Saving for a deposit is the first key step in home ownership. Consider these handy tips on how to successfully save for a home deposit.
The prospect of buying a home in your mid 20s or early 30s can sound like an unattainable dream for many who are still paying off student loans and other forms of debt.
As a result, rather than purchasing a home, many of the younger generation are renting and putting homeownership on pause.
But according to Gerhard Kotzé, the new MD of the RealNet estate agency group, simply putting aside small amounts of cash every month can help you to own your first home sooner than you think.
“First-time buyers should aim to save a deposit equal to about 10 to 12 percent of the purchase price of the type of home they want before applying for a home loan to cover the rest,” says Kotzé.
The benefits of saving extra towards your deposit:
Kotzé advises that the benefits of saving as much as you possibly can, will eventually help to reduce the amount you have to borrow from the bank and make your monthly home loan repayments much more manageable.
“For example, if you were to buy a home priced at R750 000 with a 10% deposit, the current monthly repayment on the loan would be around R6800, but if you could up the deposit to 15%, the monthly repayment would drop to under R6400” says Kotzé.
In other instances, having a bigger deposit can also help to negotiate a lower home loan interest rate which will in turn make your monthly repayments more affordable.
Having a game plan in place:
Saving is always easier said than done, which is why it’s important to have a savings goal in place.
According to Kotzé, you need to be both determined and creative in order to reach your target amount.
It’s essential to consider effective ways to cut back on costs so that more money can be put aside to help build your home deposit.

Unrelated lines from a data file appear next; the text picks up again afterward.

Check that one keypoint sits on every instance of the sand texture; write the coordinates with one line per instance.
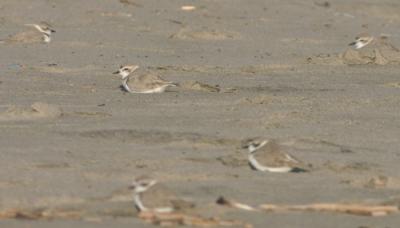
(72, 141)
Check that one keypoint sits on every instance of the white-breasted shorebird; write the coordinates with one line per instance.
(149, 195)
(142, 82)
(268, 156)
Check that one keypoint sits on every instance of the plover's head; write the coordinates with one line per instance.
(142, 184)
(45, 29)
(253, 144)
(124, 71)
(361, 41)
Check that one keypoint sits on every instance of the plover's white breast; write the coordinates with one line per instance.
(271, 157)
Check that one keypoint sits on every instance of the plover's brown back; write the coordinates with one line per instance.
(272, 157)
(147, 82)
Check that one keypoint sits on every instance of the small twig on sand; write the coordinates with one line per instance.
(174, 218)
(354, 209)
(40, 213)
(230, 203)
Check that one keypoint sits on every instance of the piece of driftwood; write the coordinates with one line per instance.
(175, 218)
(40, 213)
(354, 209)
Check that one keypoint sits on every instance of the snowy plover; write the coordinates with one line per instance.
(267, 155)
(149, 195)
(45, 29)
(361, 41)
(142, 82)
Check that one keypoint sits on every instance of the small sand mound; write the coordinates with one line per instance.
(189, 34)
(195, 85)
(36, 111)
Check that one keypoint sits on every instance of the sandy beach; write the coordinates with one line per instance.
(72, 139)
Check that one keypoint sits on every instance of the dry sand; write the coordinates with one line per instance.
(342, 119)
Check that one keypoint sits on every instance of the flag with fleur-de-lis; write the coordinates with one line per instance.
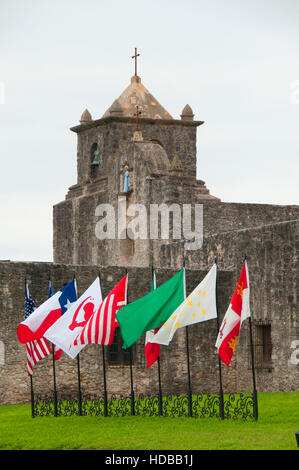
(198, 307)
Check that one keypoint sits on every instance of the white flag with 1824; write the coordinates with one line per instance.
(199, 306)
(67, 328)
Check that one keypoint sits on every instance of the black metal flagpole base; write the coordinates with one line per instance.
(32, 397)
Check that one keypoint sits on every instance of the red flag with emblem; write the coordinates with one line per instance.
(238, 310)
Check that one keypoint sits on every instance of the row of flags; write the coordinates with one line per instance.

Cutting down on your current accommodation costs can be a good place to start. If your current rental costs are 30% or more of your income, then it may be a smarter option to move into a rental home that offers cheaper accommodation.
“But remember that if you are going to move, it should not be somewhere further from work, or you may just end up spending your rent savings on higher transport costs” says Kotzé.
Alternate ways to save on a tight budget can include paying a fixed amount into your savings account at the beginning of every month, before you pay your regular bills and instalments, and then making the rest stretch to cover your variable expenses, says Kotzé.
It’s essential to also make it a habit to compare prices when out shopping, especially when purchasing your weekly or monthly essentials. Kotzé warns against the use of credit cards when shopping as it simply creates more debt.
He advises that ‘old favourites’ work just as well in an effort to save, like putting all your loose change into a money jar, taking a packed lunch to work, using public transport, selling any unwanted home goods and avoiding excessive entertaining at home.
These measures may only save a few rands at a time, but is still useful in helping you to reach your saving’s goal faster.
To conclude, Kotzé says you should not let yourself get discouraged. “Budgeting for your first home shouldn’t make you feel deprived but rather happy that you are getting closer every day to being able to give yourself something that you really want.”